The 1978 adaptation of Richard Adams’s novel no longer feels ‘suitable for all’
“For 45 years, it has menaced our children, bringing unbridled horror and trauma into countless young lives,” said Robbie Collin in The Daily Telegraph. “But at last, good sense has prevailed” – and “Watership Down” has been regraded from a U to a PG. In its latest annual report, the British Board of Film Classification (BBFC) notes that the 1978 adaptation of Richard Adams’s novel no longer feels “suitable for all”.
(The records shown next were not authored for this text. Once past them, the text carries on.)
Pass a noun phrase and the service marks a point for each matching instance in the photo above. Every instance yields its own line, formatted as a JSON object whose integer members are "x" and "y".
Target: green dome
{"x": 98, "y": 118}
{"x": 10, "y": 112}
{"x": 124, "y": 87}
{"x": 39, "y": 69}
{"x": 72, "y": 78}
Normally, I might brand a decision like this as tiresome wokery, said Christopher Stevens in the Daily Mail. Not this time. “Watership Down” is “possibly the most disturbing children’s film ever made”. Surreal and full of foreboding, it lures in young viewers with twee images of cartoon rabbits – then “unleashes gory violence laden with satanic overtones”. All of which is accompanied by Art Garfunkel’s song “Bright Eyes”, the “saccharine sweetness” of its tune disguising the deep morbidity of its lyrics. With lines inviting us to follow “the river of death downstream”, Art is referring to rabbits being buried alive and tearing each other’s throats out with their teeth. “He was top of the UK charts for six weeks with that. What were we thinking?”
But where will the BBFC stop now, asked Peter Bradshaw in The Guardian. Will it rethink the death of Bambi’s mother, and Kaa’s “creepy eyes” in “The Jungle Book”? Who knows, said Robbie Collin, but we can only hope that “one day, the bloodcurdling ‘Chitty Chitty Bang Bang’ will receive the 18 certificate it deserves”.